Brillante Spätburgunder und unauffindbare Chardonnay
Dass der Hype über Alexander Götze und Christoph Wolber hereingebrochen ist, liegt nicht nur an der „guten Story“, wie sie mit charmantem Understatement einräumen, sondern zuvorderst daran, dass sie sensationelle Weine keltern. Steckt man seine Nase in ihren 2018er Spätburgunder Bellen, ein duftiger, molliger Wein, der sich auch im warmen Jahr jede Menge Finesse bewahren konnte, denkt man nicht an Naturwein, eher an große Klassik. Dass die Weine nicht als Qualitätswein, sondern als Landwein vermarktet werden, dürfte wohl daran liegen, dass der Badische Landwein mittlerweile dank Winzern wie Hanspeter Ziereisen oder Henrik Möbitz mehr zur Marke taugt als so manche AOC. Mit den berüchtigten großartigen Naturweinen, die der amtlichen Prüfstelle zu trüb, essigstichig oder moussierend sind, haben sie jedenfalls nichts gemein.
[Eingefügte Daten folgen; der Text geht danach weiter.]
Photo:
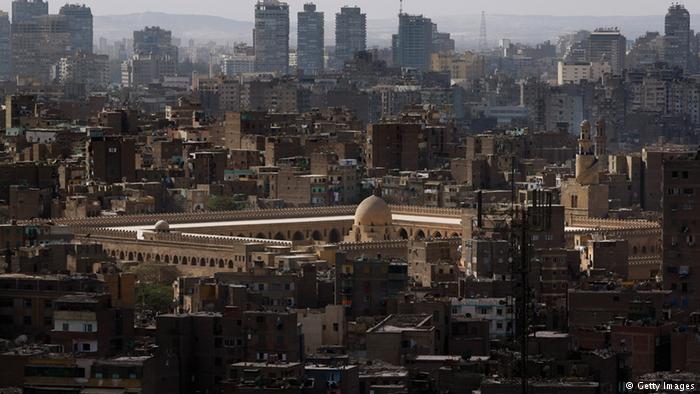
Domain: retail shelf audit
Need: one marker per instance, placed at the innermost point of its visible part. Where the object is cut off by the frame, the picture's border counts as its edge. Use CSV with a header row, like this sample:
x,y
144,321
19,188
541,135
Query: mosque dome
x,y
162,226
373,211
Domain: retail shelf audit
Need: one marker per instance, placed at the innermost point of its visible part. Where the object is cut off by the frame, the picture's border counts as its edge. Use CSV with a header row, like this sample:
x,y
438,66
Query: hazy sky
x,y
376,9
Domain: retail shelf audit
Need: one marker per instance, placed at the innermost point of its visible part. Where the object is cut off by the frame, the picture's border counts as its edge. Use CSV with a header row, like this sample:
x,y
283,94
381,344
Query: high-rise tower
x,y
26,10
310,40
608,45
413,45
677,36
5,47
80,26
271,36
350,34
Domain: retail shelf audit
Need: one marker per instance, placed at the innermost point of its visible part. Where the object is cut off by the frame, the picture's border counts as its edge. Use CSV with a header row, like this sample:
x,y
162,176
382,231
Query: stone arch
x,y
334,236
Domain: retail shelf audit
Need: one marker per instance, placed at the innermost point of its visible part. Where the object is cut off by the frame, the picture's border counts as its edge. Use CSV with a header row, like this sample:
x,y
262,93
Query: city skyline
x,y
387,10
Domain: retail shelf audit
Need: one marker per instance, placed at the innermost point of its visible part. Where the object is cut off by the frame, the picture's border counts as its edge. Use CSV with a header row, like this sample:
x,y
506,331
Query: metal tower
x,y
483,39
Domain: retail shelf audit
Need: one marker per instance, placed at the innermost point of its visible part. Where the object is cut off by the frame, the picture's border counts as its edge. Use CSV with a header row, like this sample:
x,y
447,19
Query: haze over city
x,y
253,197
381,9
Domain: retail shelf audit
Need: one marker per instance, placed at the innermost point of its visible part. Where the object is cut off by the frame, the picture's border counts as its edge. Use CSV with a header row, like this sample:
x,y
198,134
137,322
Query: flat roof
x,y
314,219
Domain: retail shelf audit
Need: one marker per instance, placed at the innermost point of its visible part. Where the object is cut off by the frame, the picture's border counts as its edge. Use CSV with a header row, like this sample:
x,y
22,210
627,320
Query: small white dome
x,y
162,226
373,211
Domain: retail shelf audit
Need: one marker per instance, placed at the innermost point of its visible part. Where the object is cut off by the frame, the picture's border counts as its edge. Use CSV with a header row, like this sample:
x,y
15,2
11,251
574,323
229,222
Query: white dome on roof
x,y
373,211
162,226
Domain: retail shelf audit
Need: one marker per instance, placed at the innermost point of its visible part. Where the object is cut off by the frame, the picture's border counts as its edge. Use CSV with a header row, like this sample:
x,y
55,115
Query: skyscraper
x,y
26,10
413,45
608,45
5,46
37,45
350,34
154,56
80,26
310,40
271,36
677,36
154,41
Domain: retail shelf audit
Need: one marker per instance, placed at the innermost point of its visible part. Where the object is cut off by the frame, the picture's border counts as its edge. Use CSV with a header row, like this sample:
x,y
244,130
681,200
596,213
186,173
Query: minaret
x,y
586,161
584,141
600,139
601,149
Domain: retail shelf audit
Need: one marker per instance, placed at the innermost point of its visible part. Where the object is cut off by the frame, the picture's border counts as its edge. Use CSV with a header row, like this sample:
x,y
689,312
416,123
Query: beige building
x,y
585,196
467,65
576,72
322,327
Die Rotweine sind brillant und stecken voller Finesse, sind glasklar und haben dennoch viel Charakter. Die Weißburgunder können für uns nicht immer ganz mit den Spätburgundern mithalten. Ohne Frage, das Grundniveau ist hoch, mitunter fehlt ihnen aber das letzte Quäntchen Biss und Säure. Vielleicht profitiert die Rebsorte vom im Vergleich etwas kühleren Jahrgang 2020. Ihr volles, im Burgund erlerntes Potential können die beiden vermutlich erst beim Chardonnay ausschöpfen, von dem es nur eine verschwindend geringe Menge gibt. Wie der schmeckt? Keine Ahnung. Wie gesagt: Hype.
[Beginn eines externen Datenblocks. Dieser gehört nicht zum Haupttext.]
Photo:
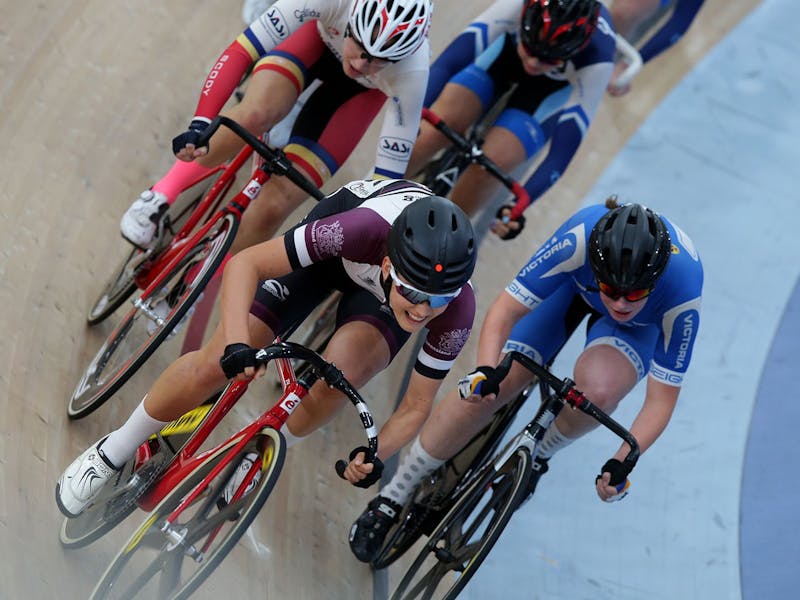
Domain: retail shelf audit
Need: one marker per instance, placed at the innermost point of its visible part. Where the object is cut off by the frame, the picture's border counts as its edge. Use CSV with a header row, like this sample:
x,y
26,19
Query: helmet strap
x,y
386,284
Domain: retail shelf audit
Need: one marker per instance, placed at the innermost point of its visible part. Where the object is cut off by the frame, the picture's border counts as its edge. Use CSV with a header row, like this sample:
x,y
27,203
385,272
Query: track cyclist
x,y
362,51
402,259
558,53
639,278
631,17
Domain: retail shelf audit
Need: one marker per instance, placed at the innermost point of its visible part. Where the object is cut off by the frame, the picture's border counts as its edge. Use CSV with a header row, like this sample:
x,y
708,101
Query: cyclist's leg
x,y
516,136
330,125
614,360
459,107
463,100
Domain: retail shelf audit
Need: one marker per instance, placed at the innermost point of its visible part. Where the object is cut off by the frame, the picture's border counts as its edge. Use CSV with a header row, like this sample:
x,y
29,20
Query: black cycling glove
x,y
619,472
369,457
236,358
190,136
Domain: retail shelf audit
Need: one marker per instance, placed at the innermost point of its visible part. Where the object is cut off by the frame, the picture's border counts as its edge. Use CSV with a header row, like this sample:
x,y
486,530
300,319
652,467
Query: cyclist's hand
x,y
505,227
184,146
239,361
618,90
360,471
612,484
483,381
Weingut Wasenhaus: Die Weine im Überblick
Gutedel 2020 (Fassprobe)
Etwa ein Fünftel der Trauben wird entrappt und maischevergoren, der übrige Part wird früh gelesen und direkt gepresst. Letzterer ist zupackend, aber auch blütig-zart, der maischevergorene Teil wirkt als Fassprobe wilder, stoffiger und reduktiver, hat aber viel Biss und Zugkraft.
Preis: ca. 15 €
Bezug: bei Vinisud
Spätburgunder Vulkan 2019
Der Spätburgunder aus dem Mittelbau ist sehr frisch und saftig, ein typischer 2019er. Aromatisch dominieren Holunderbeeren, Sanddorn und ein wenig Graphit. Ein recht scharfkantiger Wein mit viel Biss, der dennoch genug Lässigkeit mitbringt.
Preise: 34,00 €
Bezug: bei Vinisud
Spätburgunder Kanzel 2019 (Fassprobe)
Kanzel greift die Spannung und Kantigkeit des Vulkan auf und denkt sie weiter. Ein karger fordernder Wein aus einer steinigen Steillage, mit Aromen von unreifen (im positiven Sinn) schwarzen Johannisbeeren und Graphit. Der extremste aber für Puristen vielleicht auch spannendste Wein von Wasenhaus.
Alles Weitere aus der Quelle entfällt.